Search code examples
sqlpostgresqlwindow-functionsgreenplumanalytical

Is it possible to find out the number of items in a row by using window functions in PostgreSQL?


how to find the number of sellers who have payments, the time between which in a row is less than 1 minute and which are executed at least 3 times in a row? (answer is 2 sellers) and how to calculate the number of such payments? (answer is 10 payments) it seems like such a problem can be solved using window functions, but I have never encountered this kind of problem

enter image description here

CREATE TABLE T (seller_id int, payment_id varchar(3), payment_time timestamp, second_diff int);
    
INSERT INTO T (seller_id, payment_id, payment_time, second_diff)
VALUES
    (1, 'pl',  '2015-01-08 09:23:04', 151),
    (1, 'p2',  '2015-01-08 09:25:35', 50),
    (1, 'p3',  '2015-01-08 09:26:25', 48),
    (1, 'p4',  '2015-01-08 09:27:23', 36),
    (1, 'p5',  '2015-01-08 09:27:59', 41),
    (1, 'p6',  '2015-01-08 09:28:40', 70),
    (1, 'p7',  '2015-01-08 09:29:50', 50),
    (1, 'p8',  '2015-01-08 09:30:40', 45),
    (1, 'p9',  '2015-01-08 09:31:25', 35),
    (1, 'p10', '2015-01-08 09:32:00', null),
    (2, 'pll', '2015-01-08 09:25:35', 25),
    (2, 'p12', '2015-01-08 09:26:00', 55),
    (2, 'p13', '2015-01-08 09:26:55', 30),
    (2, 'p14', '2015-01-08 09:27:25', 95),
    (2, 'p15', '2015-01-08 09:29:00', null),
    (3, 'p16', '2015-01-08 10:41:00', 65),
    (3, 'p17', '2015-01-08 10:42:05', 75),
    (3, 'p18', '2015-01-08 10:43:20', 90),
    (3, 'p19', '2015-01-08 10:43:20', 39),
    (3, 'p20', '2015-01-08 10:43:59', 50),
    (3, 'p21', '2015-01-08 10:44:49', null);

Solution

  • with A as (
        select seller_id, payment_time, second_diff,
            case when
                lag(case when second_diff < 60 then 1 else 0 end)
                    over (partition by seller_id order by payment_time)
                  = case when second_diff < 60 then 1 else 0 end
                then 0 else 1 end as transition
        from T
    ), B as (
        select *,
            sum(transition)
                over (partition by seller_id order by payment_time) as grp
        from A
    ), C as (
        select seller_id, count(*) as p
        from B
        where second_diff < 60
        group by seller_id, grp
        having count(*) >= 3
    ) 
    select count(distinct seller_id) as sellers, sum(p) as payments
    from C;
    

    This approach looks for transitions in the values, counting them up.
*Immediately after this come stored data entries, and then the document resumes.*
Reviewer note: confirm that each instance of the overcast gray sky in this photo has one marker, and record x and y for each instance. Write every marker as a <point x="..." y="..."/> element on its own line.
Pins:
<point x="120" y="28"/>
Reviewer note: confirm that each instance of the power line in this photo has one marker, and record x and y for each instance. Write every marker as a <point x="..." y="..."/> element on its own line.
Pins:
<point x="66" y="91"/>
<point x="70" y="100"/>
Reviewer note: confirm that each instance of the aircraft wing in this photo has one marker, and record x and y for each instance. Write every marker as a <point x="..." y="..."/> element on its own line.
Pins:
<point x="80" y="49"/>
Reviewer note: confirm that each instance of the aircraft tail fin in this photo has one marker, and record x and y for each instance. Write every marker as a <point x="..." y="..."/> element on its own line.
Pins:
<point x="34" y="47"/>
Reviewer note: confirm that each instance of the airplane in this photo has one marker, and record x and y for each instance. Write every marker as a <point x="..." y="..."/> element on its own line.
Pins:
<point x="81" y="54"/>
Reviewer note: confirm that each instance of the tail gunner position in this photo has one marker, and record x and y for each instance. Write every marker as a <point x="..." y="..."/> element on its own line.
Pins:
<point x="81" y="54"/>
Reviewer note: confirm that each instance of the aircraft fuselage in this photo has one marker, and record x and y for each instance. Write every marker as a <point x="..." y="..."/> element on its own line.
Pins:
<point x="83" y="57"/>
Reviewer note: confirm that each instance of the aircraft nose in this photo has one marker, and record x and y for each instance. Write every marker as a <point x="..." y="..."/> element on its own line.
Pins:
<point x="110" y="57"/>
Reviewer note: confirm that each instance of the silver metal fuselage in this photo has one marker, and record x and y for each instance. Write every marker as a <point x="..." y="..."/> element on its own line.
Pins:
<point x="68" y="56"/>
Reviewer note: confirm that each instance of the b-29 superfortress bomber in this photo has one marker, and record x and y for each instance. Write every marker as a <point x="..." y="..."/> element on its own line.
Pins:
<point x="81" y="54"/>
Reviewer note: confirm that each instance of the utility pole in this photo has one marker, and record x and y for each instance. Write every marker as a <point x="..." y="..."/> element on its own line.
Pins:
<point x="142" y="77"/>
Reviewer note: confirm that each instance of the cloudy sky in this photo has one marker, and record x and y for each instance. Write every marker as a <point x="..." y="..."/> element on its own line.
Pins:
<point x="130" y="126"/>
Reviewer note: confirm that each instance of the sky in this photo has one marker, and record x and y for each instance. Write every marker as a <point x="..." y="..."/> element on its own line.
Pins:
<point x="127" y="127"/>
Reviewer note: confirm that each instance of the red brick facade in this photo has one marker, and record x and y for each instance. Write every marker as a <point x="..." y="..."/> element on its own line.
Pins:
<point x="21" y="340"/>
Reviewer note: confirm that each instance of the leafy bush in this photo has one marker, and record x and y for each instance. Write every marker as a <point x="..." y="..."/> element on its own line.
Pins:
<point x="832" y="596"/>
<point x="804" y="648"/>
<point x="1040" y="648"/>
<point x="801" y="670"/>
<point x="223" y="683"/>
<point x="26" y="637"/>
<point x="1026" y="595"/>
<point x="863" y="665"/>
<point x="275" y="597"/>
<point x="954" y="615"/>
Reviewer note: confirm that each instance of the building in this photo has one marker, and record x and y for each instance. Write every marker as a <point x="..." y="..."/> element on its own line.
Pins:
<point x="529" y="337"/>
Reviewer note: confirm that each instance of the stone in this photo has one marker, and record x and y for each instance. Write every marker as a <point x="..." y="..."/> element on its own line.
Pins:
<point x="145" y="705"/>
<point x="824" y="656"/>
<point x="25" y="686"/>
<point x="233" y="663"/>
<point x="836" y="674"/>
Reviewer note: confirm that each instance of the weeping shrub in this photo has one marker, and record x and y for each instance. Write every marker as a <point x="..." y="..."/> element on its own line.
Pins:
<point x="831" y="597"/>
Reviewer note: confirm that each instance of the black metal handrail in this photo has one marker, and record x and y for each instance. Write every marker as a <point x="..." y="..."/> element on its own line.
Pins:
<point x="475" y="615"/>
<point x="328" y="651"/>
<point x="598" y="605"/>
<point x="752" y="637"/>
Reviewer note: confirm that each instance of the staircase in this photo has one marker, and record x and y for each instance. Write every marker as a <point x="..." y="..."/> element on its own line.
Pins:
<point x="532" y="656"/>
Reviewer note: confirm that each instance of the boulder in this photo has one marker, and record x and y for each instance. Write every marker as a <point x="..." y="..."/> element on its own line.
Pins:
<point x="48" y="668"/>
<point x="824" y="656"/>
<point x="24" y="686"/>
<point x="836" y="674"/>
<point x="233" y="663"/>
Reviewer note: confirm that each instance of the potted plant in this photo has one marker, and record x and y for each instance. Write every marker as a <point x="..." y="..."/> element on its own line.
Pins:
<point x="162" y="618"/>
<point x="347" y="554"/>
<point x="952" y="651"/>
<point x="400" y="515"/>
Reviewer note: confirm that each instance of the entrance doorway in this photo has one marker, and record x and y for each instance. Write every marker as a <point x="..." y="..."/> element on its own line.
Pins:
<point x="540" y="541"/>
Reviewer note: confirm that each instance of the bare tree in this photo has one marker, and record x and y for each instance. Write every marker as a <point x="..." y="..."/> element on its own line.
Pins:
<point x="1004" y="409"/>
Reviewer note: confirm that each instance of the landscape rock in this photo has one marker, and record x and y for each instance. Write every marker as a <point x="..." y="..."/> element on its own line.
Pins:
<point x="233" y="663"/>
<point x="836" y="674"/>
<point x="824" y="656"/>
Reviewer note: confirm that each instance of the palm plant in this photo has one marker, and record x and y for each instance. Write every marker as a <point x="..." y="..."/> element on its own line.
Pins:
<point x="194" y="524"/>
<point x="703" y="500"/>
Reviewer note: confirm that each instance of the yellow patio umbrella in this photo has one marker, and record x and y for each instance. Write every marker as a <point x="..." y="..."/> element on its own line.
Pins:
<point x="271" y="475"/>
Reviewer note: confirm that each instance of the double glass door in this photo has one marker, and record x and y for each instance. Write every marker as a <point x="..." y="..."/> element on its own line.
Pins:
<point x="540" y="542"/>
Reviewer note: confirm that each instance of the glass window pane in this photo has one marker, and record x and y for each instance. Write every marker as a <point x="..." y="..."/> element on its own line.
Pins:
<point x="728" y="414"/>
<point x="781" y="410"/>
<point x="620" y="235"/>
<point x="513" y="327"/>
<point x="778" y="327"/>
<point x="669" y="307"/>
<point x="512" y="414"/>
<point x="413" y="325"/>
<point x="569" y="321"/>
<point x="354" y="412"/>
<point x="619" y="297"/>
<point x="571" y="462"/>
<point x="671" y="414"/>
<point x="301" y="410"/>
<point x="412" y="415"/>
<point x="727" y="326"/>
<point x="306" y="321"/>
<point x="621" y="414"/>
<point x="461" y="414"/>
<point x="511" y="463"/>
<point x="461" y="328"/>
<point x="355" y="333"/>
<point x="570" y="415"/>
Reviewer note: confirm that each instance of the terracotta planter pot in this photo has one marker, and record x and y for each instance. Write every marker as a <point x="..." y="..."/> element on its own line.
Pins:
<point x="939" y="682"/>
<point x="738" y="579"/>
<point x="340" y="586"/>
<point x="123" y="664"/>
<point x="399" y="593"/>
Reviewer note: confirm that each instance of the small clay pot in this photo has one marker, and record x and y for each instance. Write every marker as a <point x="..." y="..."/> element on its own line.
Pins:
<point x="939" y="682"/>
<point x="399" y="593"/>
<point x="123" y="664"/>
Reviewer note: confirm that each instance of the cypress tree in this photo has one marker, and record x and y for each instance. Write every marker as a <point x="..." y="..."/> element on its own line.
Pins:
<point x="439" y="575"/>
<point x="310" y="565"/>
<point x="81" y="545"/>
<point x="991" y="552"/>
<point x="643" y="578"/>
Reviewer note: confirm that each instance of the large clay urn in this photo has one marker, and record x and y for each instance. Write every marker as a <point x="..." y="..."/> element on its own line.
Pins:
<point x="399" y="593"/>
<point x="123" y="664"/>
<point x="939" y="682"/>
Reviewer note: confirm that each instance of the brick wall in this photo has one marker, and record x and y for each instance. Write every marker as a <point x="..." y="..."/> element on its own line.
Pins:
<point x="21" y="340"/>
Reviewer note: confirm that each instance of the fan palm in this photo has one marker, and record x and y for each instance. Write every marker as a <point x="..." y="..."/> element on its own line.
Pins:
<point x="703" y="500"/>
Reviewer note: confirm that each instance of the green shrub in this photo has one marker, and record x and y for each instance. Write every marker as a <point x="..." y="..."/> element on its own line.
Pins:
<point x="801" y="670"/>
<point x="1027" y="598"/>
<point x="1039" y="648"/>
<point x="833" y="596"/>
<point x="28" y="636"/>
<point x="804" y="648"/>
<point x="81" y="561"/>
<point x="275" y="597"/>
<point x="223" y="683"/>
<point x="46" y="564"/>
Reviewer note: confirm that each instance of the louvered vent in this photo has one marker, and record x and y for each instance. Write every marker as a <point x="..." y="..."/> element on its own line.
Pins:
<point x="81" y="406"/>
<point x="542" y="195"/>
The output values of the inner case expressions don't really matter as long as they match.

    https://dbfiddle.uk/?rdbms=postgres_9.6&fiddle=606b796d793248336a95637f02ce117b

    Here are some variations on the theme:

    Option #1b:

    with A as (
        select seller_id, payment_time, second_diff,
            case when
                lag(case when second_diff < 60 then 1 else 0 end)
                    over (partition by seller_id order by payment_time)
                  = case when second_diff < 60 then 1 else 0 end
                then 0 else 1 end as transition
        from T
    ), B as (
        select *,
            sum(transition)
                over (partition by seller_id order by payment_time) as grp
        from A
    )
    select
        dense_rank() over (order by seller_id)
          + dense_rank() over (order by seller_id desc) - 1 as sellers,
        sum(count(*)) over () as payments
    from B
    where second_diff < 60
    group by seller_id, grp
    having count(*) >= 3
    limit 1;
    

    This is just a different way to do the count(distinct) in one step.

    Option #2:

    with A as (
        select seller_id, payment_time, second_diff,
            row_number() over (partition by seller_id order by payment_time) as rn
        from T
    ), B as (
        select *,
            rn - row_number() over (partition by seller_id order by payment_time) as grp
        from A
        where second_diff < 60    
    ), C as (
        select seller_id, count(*) as p
        from B
        group by seller_id, grp
        having count(*) >= 3
    ) 
    select count(distinct seller_id) as sellers, sum(p) as payments
    from C;
    

    This method uses row numbering pre- and post-filtering find breaks in the series.